REGINA — Saskatchewan Premier Scott Moe is urging the federal government to classify rail workers as essential and ensure back-to-work legislation is passed if Canadian Pacific Railway employees go on strike .
Moe says the Saskatchewan Party government plans to deliver a petition to Ottawa this week calling for change.
“Hopefully that will make it to parliament so they can have a discussion and prioritize what they can actually do to make a difference,” Moe said at a convention of the Association of Rural Municipalities of the Saskatchewan Wednesday.
He also said he would raise the issue with the other provinces.
The union representing CP railroad workers said more than 96% of its members had voted in favor of a strike. The Teamsters Canada Rail Conference says wages, benefits and pensions are the top issues. If contract negotiations fail, the union must give the company 72 hours’ notice before its members can go on strike.
Moe said a strike would affect goods transported across the province and hurt industries already facing supply chain delays. It would be “catastrophic” for products entering or leaving Saskatchewan, including grain shipments to the southern United States, he added.
“It just can’t happen. I trust and hope that the federal government is already considering to some degree what back-to-work legislation would look like.”
The Teamsters did not immediately respond to a request for comment.
A spokesman for the federal transport minister’s office did not respond to the petition, but said the government was monitoring the situation and encouraged both sides to work together to reach a resolution.
Canadian Pacific said the federal government intervened in eight of the last nine rounds of collective bargaining it had with the union.

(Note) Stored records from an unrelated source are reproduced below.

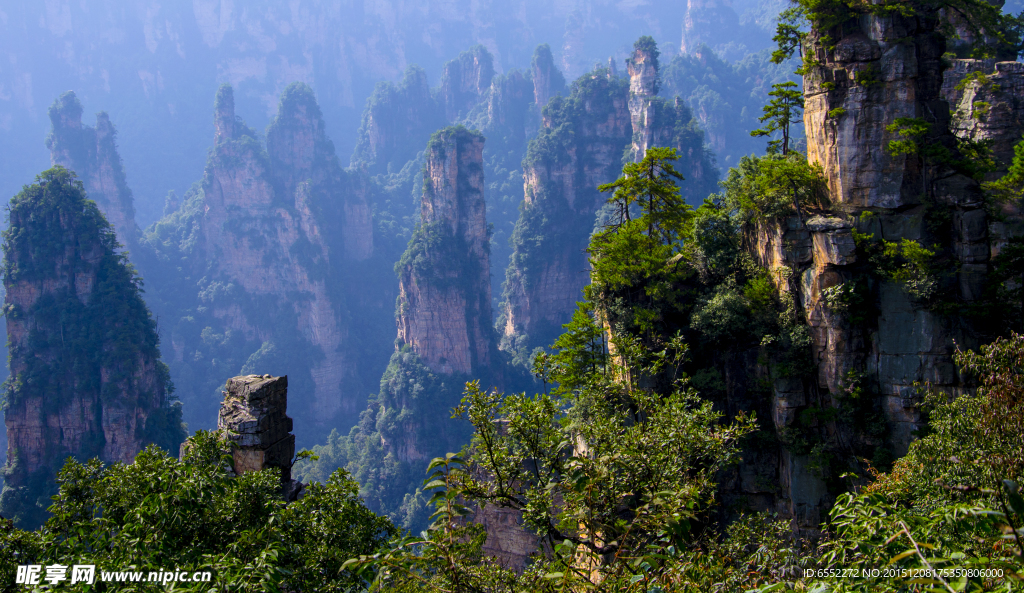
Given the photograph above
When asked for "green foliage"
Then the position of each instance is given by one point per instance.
(781, 112)
(404, 422)
(951, 503)
(93, 345)
(728, 96)
(634, 256)
(774, 185)
(1010, 187)
(196, 514)
(906, 262)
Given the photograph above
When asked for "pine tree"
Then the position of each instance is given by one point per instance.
(780, 113)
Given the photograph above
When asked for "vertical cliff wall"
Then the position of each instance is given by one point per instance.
(267, 237)
(92, 154)
(444, 296)
(465, 80)
(445, 336)
(657, 122)
(876, 333)
(582, 144)
(579, 147)
(86, 376)
(548, 81)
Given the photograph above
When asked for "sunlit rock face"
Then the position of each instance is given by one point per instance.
(87, 380)
(444, 294)
(92, 154)
(892, 340)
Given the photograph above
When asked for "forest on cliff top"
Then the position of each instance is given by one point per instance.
(748, 325)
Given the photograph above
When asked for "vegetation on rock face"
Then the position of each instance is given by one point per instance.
(88, 343)
(196, 514)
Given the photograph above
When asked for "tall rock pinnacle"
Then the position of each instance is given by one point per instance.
(86, 376)
(92, 154)
(444, 290)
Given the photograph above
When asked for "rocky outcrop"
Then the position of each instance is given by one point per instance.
(270, 233)
(548, 81)
(397, 120)
(988, 108)
(657, 122)
(87, 380)
(580, 147)
(444, 290)
(444, 335)
(253, 418)
(870, 335)
(642, 67)
(465, 80)
(92, 154)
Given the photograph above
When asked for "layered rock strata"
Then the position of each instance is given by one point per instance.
(579, 147)
(465, 80)
(270, 234)
(253, 417)
(880, 69)
(92, 154)
(444, 290)
(87, 380)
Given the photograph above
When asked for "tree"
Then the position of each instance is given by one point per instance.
(774, 185)
(780, 113)
(632, 256)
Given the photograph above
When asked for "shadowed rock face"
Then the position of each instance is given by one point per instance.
(884, 69)
(87, 380)
(253, 416)
(92, 154)
(259, 210)
(444, 302)
(580, 147)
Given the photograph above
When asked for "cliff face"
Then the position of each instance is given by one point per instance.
(444, 334)
(548, 81)
(92, 154)
(989, 108)
(444, 289)
(580, 147)
(397, 119)
(267, 235)
(87, 380)
(891, 336)
(253, 418)
(657, 122)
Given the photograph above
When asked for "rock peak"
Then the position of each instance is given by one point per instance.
(92, 154)
(444, 288)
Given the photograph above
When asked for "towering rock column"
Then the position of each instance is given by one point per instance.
(465, 80)
(444, 289)
(258, 209)
(92, 154)
(548, 81)
(879, 70)
(253, 417)
(642, 68)
(86, 376)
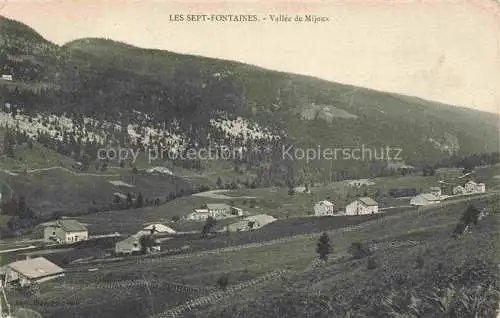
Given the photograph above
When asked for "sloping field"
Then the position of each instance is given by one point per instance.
(440, 273)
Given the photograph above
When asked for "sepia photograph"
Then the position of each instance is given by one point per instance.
(249, 159)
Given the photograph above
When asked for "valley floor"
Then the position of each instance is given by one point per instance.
(285, 279)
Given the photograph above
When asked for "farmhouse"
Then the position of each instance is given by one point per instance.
(65, 232)
(218, 210)
(250, 223)
(215, 210)
(361, 182)
(436, 191)
(29, 271)
(362, 205)
(156, 228)
(323, 208)
(236, 211)
(473, 187)
(424, 199)
(133, 245)
(198, 214)
(458, 190)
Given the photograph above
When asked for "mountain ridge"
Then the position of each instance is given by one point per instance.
(110, 80)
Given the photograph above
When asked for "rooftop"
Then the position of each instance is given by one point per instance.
(217, 206)
(72, 226)
(367, 201)
(429, 197)
(325, 202)
(36, 267)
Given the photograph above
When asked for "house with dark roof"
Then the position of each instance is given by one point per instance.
(33, 270)
(424, 199)
(362, 206)
(133, 244)
(65, 232)
(218, 210)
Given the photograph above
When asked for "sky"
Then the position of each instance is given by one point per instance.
(442, 50)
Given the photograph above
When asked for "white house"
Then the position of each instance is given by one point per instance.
(473, 187)
(215, 210)
(198, 215)
(29, 271)
(250, 223)
(132, 245)
(458, 190)
(424, 199)
(236, 211)
(360, 182)
(218, 210)
(436, 191)
(323, 208)
(65, 232)
(156, 228)
(361, 206)
(481, 188)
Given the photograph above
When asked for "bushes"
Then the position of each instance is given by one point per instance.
(470, 216)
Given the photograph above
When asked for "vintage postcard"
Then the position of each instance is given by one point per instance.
(249, 159)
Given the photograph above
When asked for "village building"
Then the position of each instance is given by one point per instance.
(218, 210)
(65, 232)
(473, 187)
(360, 182)
(29, 271)
(436, 191)
(156, 228)
(424, 199)
(198, 215)
(215, 210)
(132, 245)
(458, 190)
(362, 206)
(323, 208)
(250, 223)
(236, 211)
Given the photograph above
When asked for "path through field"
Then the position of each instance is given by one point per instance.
(214, 194)
(17, 172)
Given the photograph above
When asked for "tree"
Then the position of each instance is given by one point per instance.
(323, 247)
(130, 202)
(219, 183)
(209, 225)
(140, 201)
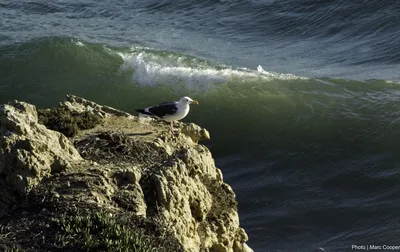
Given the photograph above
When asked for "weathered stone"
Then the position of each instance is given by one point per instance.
(129, 166)
(28, 151)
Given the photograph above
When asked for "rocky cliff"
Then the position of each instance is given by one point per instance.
(88, 177)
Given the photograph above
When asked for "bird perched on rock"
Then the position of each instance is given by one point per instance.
(170, 111)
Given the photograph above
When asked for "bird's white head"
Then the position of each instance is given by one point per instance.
(187, 100)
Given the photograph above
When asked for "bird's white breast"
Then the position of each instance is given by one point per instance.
(180, 113)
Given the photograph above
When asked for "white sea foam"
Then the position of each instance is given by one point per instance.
(158, 68)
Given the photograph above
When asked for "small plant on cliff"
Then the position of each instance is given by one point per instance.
(100, 232)
(67, 122)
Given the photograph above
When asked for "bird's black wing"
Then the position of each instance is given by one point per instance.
(165, 108)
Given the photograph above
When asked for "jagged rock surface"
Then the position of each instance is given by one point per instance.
(28, 151)
(127, 165)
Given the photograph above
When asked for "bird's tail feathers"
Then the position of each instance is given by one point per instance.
(142, 111)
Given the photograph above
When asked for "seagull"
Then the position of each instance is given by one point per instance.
(170, 111)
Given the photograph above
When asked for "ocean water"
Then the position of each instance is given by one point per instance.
(301, 98)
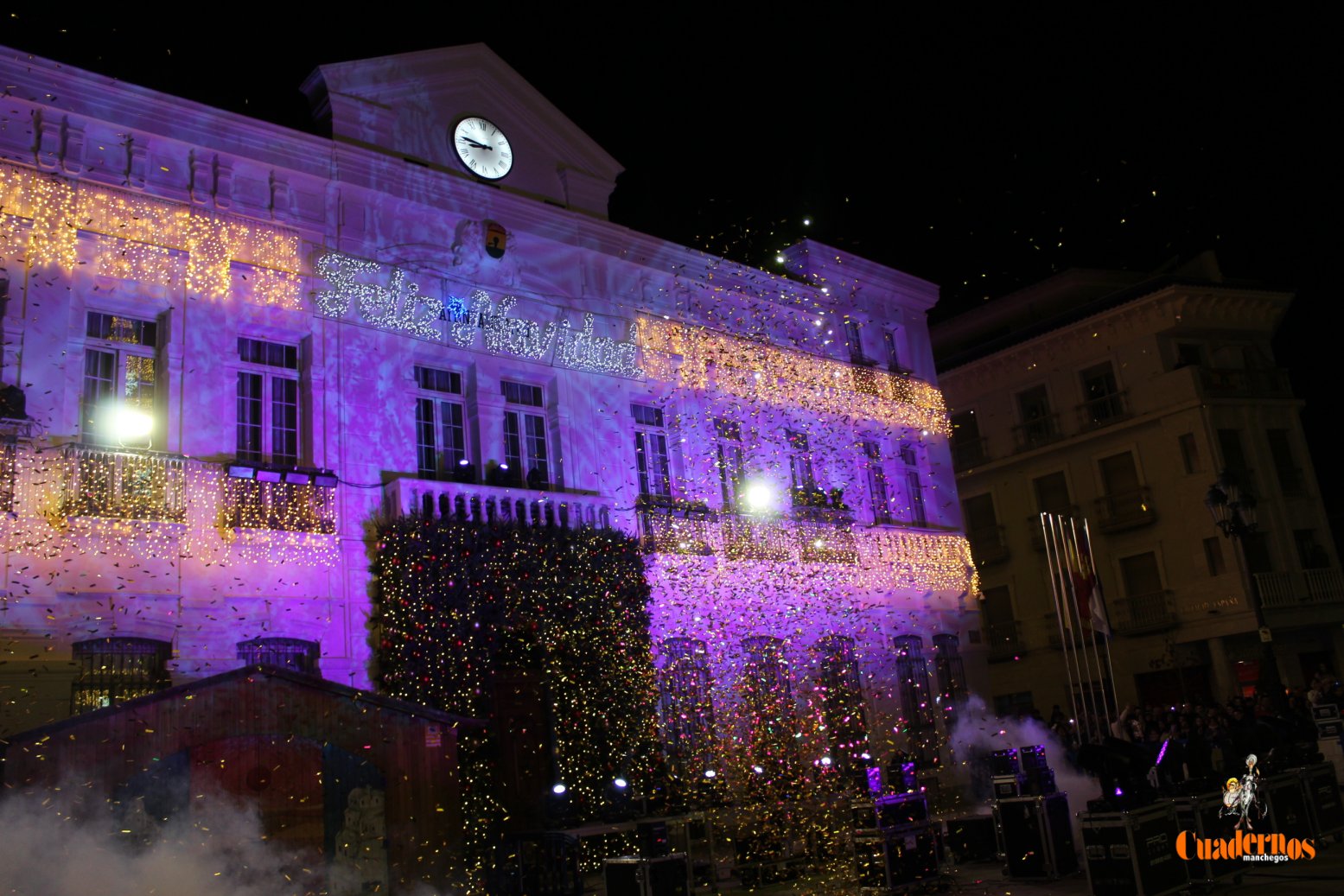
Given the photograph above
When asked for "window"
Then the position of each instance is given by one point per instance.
(1188, 452)
(968, 448)
(728, 446)
(1213, 556)
(997, 621)
(1053, 494)
(914, 486)
(891, 339)
(118, 670)
(1281, 452)
(440, 423)
(983, 528)
(876, 482)
(268, 402)
(285, 653)
(1038, 423)
(1102, 402)
(1189, 355)
(913, 683)
(1234, 458)
(801, 479)
(842, 707)
(118, 372)
(685, 702)
(769, 700)
(854, 338)
(651, 452)
(525, 453)
(1310, 555)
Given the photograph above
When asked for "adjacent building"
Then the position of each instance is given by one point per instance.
(1120, 397)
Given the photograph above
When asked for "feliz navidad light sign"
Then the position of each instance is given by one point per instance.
(398, 305)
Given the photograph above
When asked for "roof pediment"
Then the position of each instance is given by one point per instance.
(407, 105)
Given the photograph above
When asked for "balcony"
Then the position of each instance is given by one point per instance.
(672, 534)
(1034, 434)
(1300, 588)
(1143, 613)
(472, 503)
(988, 544)
(1003, 639)
(1102, 410)
(968, 453)
(1038, 534)
(280, 506)
(1245, 383)
(1126, 510)
(755, 539)
(121, 484)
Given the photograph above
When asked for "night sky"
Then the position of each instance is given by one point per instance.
(981, 154)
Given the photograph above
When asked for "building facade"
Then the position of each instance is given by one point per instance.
(235, 348)
(1120, 397)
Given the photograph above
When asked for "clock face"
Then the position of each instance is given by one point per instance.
(483, 148)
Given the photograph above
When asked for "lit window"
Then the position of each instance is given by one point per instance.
(118, 371)
(118, 670)
(283, 653)
(651, 452)
(268, 404)
(440, 423)
(525, 438)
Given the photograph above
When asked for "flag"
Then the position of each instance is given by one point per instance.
(1087, 588)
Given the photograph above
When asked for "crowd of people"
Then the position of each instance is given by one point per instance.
(1211, 740)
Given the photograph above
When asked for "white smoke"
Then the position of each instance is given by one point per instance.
(72, 842)
(978, 733)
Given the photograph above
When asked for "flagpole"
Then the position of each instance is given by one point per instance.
(1096, 656)
(1101, 601)
(1089, 697)
(1048, 534)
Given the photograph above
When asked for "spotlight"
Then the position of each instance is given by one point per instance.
(760, 496)
(130, 423)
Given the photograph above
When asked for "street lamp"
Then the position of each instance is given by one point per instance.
(1234, 513)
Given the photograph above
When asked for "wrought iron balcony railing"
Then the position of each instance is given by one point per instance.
(281, 506)
(1143, 613)
(474, 503)
(1038, 535)
(1125, 510)
(1298, 588)
(1033, 434)
(968, 453)
(1003, 639)
(123, 484)
(988, 544)
(1102, 410)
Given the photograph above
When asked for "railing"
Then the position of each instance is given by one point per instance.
(1043, 430)
(281, 506)
(1038, 535)
(1102, 410)
(123, 484)
(1297, 588)
(966, 453)
(1125, 510)
(1141, 613)
(1003, 639)
(9, 453)
(988, 544)
(1247, 382)
(471, 503)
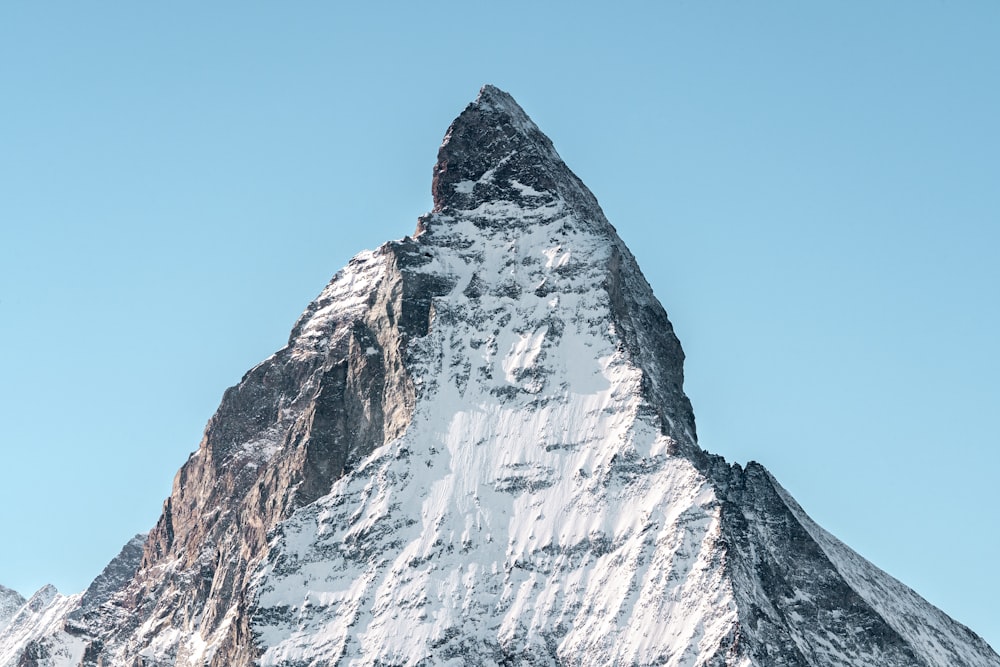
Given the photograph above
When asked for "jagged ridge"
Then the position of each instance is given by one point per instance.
(476, 448)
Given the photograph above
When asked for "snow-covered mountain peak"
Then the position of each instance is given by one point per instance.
(476, 449)
(493, 153)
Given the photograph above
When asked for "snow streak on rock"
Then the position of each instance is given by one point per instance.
(476, 449)
(532, 510)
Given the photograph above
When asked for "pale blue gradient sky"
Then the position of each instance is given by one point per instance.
(811, 188)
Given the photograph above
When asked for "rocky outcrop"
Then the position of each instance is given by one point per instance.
(10, 602)
(476, 449)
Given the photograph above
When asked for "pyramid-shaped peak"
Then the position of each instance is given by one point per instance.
(494, 152)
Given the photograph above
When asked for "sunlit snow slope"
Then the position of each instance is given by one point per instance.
(475, 450)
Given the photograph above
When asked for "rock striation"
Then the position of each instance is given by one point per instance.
(476, 449)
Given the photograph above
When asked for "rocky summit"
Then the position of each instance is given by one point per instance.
(476, 449)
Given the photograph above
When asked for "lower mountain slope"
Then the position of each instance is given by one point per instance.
(476, 449)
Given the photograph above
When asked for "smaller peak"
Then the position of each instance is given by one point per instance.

He said there had been strikes in the last three rounds of talks since 2011.
“That’s a reason for them to formalize this in essential services legislation,” Moe said.
Ray Orb, president of the rural municipalities association, said now would be the worst time for railway workers to go on strike.
Recent droughts and problems with the Russian invasion of Ukraine have worsened supply shortages, especially for grain-dependent farmers in Saskatchewan and Alberta, Orb said.
“There are a large number of cattle concentrated in areas where there is really no forage. Many of our farmers are already stressed because there is no hay. water and therefore this grain is crucial,” he said.
“If we run out of grain, we will have problems in the livestock sector that we have never seen before.”